We may charge you for the costs of providing the list. We
will notify you of the cost involved and you may choose to
withdraw or modify your request at that time before any
costs are incurred.
Right to Request Restrictions
You have the right to request a restriction or limitation on
the health information we use or disclose about you for
treatment, payment or health care operations. You also have
the right to request a limit on the health information we
disclose about you to someone who is involved in your care
or the payment for it, like a family member or friend. For
example, you could ask that we not use or disclose
information about a surgery you had.
We are Not Required to Agree to Your Request
If we do agree, we will comply with your request unless the
information is needed to provide you emergency treatment.

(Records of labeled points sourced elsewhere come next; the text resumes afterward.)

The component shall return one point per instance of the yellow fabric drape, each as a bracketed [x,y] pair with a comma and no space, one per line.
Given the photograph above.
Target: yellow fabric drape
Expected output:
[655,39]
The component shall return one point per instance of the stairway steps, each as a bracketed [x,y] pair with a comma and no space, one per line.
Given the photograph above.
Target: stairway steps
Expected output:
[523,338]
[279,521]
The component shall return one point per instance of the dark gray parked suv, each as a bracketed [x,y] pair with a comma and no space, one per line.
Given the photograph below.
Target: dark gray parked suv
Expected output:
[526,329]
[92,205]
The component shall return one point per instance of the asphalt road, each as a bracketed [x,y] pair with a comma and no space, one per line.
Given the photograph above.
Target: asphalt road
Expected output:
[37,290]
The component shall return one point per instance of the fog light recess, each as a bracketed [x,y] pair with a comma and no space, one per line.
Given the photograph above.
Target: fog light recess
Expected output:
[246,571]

To request restrictions, you may complete and submit a
Request For Restricting Uses and Disclosures and
Confidential Communications to our privacy
official.
Right to Request Confidential Communications
You have the right to request that we communicate with you
about medical matters in a certain way or at a certain
location. For example, you can ask that we only contact you
at work or by mail.
To request confidential communications, you may complete and
submit the Requests For Restricting Uses and Disclosures and
Confidential Communications to our privacy official. We will
not ask you the reason for your request. We will accommodate
all reasonable requests. Your request must specify how or
where you wish to be contacted.
Right to a Paper Copy of This Notice
You have the right to a paper copy of this notice. You may
ask us to give you a copy of this notice at any time. Even
if you have agreed to receive it electronically, you are
still entitled to a paper copy. To obtain such a copy,
contact our privacy official.
CHANGES TO THIS NOTICE
We reserve the right to change this notice, and to make the
revised or changed notice effective for medical information
we already have about you as well as any information we
receive in the future. We will post a summary of the current
notice in the office with its effective date in the top
right hand corner. You are entitled to a copy of the notice
currently in effect.
COMPLAINTS
If you believe your privacy rights have been violated, you
may file a complaint with our office or with the Secretary
of the Department of Health and Human Services. To file a
complaint with our office, contact our privacy official.
You will not be penalized for filing a complaint.